The device apparantly does not have video compression hardware onboard, and the reviewer regards this as a feature, because "most of today's PC video compression parts still need work." I, for one, would much rather have an onboard MPEG2 video encoder (an MPEG4 encoder would be even sweeter, but these don't seem to quite be commodity parts yet.) I'm not sure why the reviewer regards video encoding hardware to be sub-par, but I've had excellent results with my PVR350. Not perfect, but much better than dropping frames when my computer is too busy doing something else to service a capture interrupt (*). I was actually pretty disappointed to realize that the device's advertised "capture video in MPEG4 format" actually just meant that they would supply software for the encoding.
(* I suppose that since this is a USB device, raw video would be captured as a stream instead of via capture framebuffer interrupts, but I could still think of better things to do with my CPU cycles and USB bandwidth.)
This review of a review brought to you by: being awake at 4:30am!
Once they started the "monster cable is worth it" crap. While using something like 12 over 24 guage cable might make a difference, these guys are on serious crack if they think 40$ cable is better than 10$.
They must have that psychological problem of paying more so they think it works better issue, even though independent tests show no difference.
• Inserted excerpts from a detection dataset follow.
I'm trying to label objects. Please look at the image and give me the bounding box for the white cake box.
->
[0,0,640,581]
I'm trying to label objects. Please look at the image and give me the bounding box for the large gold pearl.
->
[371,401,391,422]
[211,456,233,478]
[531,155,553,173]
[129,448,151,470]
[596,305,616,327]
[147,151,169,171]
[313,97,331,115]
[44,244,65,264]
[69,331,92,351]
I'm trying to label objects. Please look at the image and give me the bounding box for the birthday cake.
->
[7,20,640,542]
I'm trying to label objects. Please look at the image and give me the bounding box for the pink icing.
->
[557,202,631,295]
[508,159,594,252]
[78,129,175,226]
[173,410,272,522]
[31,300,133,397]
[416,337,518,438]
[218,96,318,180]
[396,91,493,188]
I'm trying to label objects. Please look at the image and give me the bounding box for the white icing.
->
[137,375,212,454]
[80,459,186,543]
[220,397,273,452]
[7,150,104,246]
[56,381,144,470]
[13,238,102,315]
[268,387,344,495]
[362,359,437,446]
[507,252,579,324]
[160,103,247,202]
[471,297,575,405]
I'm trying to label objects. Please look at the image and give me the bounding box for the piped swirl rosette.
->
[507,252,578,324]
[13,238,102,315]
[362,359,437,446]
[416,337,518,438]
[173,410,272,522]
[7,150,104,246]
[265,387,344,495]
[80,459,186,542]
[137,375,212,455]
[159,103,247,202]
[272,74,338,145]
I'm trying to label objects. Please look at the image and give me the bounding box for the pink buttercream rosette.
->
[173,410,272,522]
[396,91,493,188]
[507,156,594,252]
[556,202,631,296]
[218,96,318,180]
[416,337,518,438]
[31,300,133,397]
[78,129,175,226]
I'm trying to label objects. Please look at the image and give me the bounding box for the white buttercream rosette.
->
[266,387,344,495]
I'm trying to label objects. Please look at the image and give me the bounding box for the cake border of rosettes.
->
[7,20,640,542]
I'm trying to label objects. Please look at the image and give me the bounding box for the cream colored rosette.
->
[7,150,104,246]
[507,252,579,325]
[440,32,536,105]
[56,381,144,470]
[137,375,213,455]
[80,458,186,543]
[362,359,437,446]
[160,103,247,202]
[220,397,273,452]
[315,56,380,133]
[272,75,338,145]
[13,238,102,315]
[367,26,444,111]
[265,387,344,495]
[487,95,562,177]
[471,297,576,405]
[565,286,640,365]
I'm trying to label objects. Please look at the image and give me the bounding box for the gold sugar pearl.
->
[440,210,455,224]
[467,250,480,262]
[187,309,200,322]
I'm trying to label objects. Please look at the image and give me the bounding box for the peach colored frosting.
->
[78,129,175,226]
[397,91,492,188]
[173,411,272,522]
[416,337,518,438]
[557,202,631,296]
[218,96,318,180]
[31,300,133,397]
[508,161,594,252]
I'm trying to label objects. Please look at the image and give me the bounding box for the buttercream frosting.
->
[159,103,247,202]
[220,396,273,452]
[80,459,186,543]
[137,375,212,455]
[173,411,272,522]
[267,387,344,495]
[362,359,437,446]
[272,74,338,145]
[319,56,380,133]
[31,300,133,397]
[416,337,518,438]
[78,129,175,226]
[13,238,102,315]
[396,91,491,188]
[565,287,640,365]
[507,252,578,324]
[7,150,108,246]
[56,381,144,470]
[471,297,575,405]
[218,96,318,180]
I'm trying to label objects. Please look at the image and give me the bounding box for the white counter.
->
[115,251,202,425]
I think I'll want to sell them the 200$ penis enlarger instead of the 15$ one...
Daughter board has been used to describe a board you plug into the main board for a long time. I first heard it about 20 years ago.
That was possibly the worst thing I have ever posted.
When Argumentum ad Hominem falls short, try Argumentum ad Matrem
And when he says that "component video (...) separates the video across red, green and blue" he probably meant YCrCb luminance-chrominance signals (unless the device has a SCART interface as well, which doesn't seem to be the case).
He doesn't touch upon how good it grabs crappy signal from cable TV, nor how fast the channels change. He doesn't even review the TiVO-esque function.
I think this is a 1/2 ass review that totally misses the point of having this device, which is being able to use your computer like a normal TV, which includes flipping through the channels. Just lazy!
So there are issues where a PCI / AGP card become much harder to add.
If something is so important that you feel the need to post it on the internet... It probably isn't that important.
um, NEXT! But seriously, if this isn't USB powered, then it is absolutely no good for a notebook traveler. I can see wanting to catch some local tv while out of pocket, but to carry around this, an antenna, and a wall wart. Too much kit. I know Hauppauge has a USB one that is USB powered. Even if the quality is just ok, it would be a better solution.
Well, granted it's $300, but the Formac Studio TVR is firewire. It's for Mac OS X only, though, so those without Macs are out of luck.